Friday, September 21, 2007

Items from the Fall Meeting

I thought I would share with the group more about what was talked about during our meeting on Tuesday, September 18th and provide resources for further education.

The first area we spoke about was fundamental indexing. This seems to be a fairly new concept and Schwab is the first company to market to investors with mutual funds that use fundamental indexing. Rob Arnott and his company, Research Affiliates, created the methodology of the RAFI (Research Affiliates Fundamental Index).

On the Schwab website, they say the benefits of fundamental indexing are:
  • Access to an indexing approach that can potentially help investors avoid overexposure to overvalued companies
  • Reduced market risk through diversification
  • Long-term growth potential by tracking the market
The group thought the concept was interesting, and some were looking into using it as a opportunity for their clients depending on the needs of the investor's situation.

There were a couple of items passed out during the meeting on this very topic, namely Efficient Indexing for an Inefficient Market by Research Affiliates (provided by Jared) and New Frontiers in Index Investing by Jason C. Hsu and Carmen Campollo (provided by Joe).
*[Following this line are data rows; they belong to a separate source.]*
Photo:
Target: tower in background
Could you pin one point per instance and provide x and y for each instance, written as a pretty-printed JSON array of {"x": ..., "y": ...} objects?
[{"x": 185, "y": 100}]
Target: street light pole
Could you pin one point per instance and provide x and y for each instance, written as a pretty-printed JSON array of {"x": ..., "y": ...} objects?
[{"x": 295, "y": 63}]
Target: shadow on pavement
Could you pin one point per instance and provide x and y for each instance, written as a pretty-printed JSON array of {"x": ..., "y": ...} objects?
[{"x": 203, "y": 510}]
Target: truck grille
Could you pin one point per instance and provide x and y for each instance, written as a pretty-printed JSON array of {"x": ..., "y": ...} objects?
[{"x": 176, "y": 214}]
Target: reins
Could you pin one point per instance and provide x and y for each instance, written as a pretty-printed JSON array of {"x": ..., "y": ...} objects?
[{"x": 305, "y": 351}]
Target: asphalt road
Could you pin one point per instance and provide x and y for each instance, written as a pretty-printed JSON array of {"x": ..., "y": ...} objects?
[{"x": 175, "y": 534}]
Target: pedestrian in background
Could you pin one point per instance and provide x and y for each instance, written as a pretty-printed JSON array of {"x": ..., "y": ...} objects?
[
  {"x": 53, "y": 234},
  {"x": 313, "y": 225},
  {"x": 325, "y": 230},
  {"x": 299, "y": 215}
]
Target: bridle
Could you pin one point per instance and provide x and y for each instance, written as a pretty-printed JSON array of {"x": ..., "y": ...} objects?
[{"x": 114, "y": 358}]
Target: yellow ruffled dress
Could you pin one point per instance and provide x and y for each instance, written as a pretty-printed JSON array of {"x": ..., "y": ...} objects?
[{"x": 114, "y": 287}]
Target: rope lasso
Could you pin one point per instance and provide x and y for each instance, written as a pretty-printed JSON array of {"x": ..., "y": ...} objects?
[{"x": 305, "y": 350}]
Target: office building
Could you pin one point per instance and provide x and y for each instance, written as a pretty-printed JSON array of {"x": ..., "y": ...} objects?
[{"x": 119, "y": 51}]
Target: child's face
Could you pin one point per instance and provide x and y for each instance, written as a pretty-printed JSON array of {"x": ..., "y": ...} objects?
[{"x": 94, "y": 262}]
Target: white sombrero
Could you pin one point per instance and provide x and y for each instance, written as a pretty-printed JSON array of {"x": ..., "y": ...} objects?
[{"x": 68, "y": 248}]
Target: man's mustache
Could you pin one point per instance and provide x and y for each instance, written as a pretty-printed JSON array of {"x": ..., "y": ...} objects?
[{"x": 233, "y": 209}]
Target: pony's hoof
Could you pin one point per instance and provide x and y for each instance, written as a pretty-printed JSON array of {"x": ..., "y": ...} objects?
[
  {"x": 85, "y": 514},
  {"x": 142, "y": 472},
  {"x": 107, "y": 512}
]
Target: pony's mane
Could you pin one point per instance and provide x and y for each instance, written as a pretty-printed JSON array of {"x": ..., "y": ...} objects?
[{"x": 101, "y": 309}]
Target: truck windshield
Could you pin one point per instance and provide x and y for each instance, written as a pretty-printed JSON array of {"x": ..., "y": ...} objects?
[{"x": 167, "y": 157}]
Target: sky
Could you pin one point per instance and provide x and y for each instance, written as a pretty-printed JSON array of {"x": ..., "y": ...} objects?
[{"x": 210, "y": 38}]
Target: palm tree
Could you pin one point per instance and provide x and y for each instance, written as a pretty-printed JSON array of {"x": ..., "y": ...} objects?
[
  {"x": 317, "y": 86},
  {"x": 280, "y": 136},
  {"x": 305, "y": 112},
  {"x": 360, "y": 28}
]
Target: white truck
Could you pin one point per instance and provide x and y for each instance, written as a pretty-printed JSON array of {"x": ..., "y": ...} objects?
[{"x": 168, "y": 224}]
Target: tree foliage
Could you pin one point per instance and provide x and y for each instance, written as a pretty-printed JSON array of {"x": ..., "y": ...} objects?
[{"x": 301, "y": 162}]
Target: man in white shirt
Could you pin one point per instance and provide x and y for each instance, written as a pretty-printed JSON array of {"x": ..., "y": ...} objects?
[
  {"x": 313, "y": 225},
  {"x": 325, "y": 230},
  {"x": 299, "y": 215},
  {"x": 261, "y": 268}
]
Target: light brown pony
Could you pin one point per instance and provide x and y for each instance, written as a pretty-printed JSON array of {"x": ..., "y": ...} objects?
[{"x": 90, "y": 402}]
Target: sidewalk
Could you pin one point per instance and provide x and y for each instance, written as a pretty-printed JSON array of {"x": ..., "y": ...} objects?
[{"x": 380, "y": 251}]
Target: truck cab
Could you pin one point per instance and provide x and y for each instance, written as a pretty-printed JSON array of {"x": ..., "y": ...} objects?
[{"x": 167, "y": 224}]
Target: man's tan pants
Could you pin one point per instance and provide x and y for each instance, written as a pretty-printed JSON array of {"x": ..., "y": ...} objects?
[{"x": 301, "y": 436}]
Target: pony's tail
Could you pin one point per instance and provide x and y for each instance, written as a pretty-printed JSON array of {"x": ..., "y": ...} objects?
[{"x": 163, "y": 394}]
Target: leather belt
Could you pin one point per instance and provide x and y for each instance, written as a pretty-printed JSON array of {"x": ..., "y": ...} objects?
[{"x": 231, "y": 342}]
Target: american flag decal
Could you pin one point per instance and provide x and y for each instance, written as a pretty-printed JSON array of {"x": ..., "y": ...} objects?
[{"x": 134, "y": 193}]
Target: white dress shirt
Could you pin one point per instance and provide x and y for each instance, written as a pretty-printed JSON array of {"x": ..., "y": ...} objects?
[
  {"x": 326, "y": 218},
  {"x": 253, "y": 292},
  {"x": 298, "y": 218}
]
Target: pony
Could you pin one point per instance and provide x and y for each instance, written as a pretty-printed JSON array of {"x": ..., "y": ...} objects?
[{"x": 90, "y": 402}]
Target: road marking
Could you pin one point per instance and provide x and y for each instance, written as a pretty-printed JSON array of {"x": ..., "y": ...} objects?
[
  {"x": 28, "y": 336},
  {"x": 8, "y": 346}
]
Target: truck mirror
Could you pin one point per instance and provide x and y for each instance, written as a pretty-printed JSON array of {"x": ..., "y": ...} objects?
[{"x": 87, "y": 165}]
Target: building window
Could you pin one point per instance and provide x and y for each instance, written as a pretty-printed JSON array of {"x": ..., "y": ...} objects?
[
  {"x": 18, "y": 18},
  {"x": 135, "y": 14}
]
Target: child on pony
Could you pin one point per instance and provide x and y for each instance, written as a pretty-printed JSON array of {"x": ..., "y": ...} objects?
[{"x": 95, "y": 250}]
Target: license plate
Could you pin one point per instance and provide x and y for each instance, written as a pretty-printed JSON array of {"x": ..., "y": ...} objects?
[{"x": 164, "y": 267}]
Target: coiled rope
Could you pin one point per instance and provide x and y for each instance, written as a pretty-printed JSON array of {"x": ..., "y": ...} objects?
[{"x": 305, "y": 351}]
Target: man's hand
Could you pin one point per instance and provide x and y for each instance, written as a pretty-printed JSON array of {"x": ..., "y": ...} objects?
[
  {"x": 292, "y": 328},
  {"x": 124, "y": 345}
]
A contrarian article is available here from the WSJ with John Bogle and Burton Malkiel entitled Turn on a Paradigm.

The next topic concerned fee/ low-load/ no-load insurance. This is drastically different from how insurance was structured in the past. The field has been commission-based and many independent fee-only advisors shied away from offering insurance because of this. A structure has been established to allow fee-only advisors to place insurance for their clients, all the while aligning the fiduciary responsibility of the registered investment advisor toward the client's best interests. There are several advisors who have created businesses out of being the insurance expert as part of the wealth management model for a client and set up the compensation to be fee-based as opposed to commission-based. An article that sparked an interest in discussing this topic was by one of the major proponent's of fee-only financial planning, Bob Veres. He writes columns and articles in various financial publications, and the one that caught my eye was New Life for Life Insurance in the September issue of Financial Planning magazine (click here for the article).

We as a group also discussed mentorship experiences within our firms and in our lives. The Cone of Learning by Edgar Dale (below) shows that we retain most of what we are exposed to by actually doing as opposed to reading or listening to a lecture.

(Click on Dale's Cone for larger view)


Mentorships are tremendously valuable because it is rare to find opportunities that allow you to learn more quickly, especially when you are in connection with someone who has "been there, done it". We agreed that we have had these experiences within each of our firms, but it was more of an informal structure and a learn-as-you-go model.

Toward the end of the meeting, we agreed it would be beneficial to have bi-monthly meetings as opposed to quarterly meetings. The participants thought it would be a better chance to develop relationships with other members.

Our next meeting will be scheduled for Mid-November. Details will follow within a month of the actual meeting (mid to late October).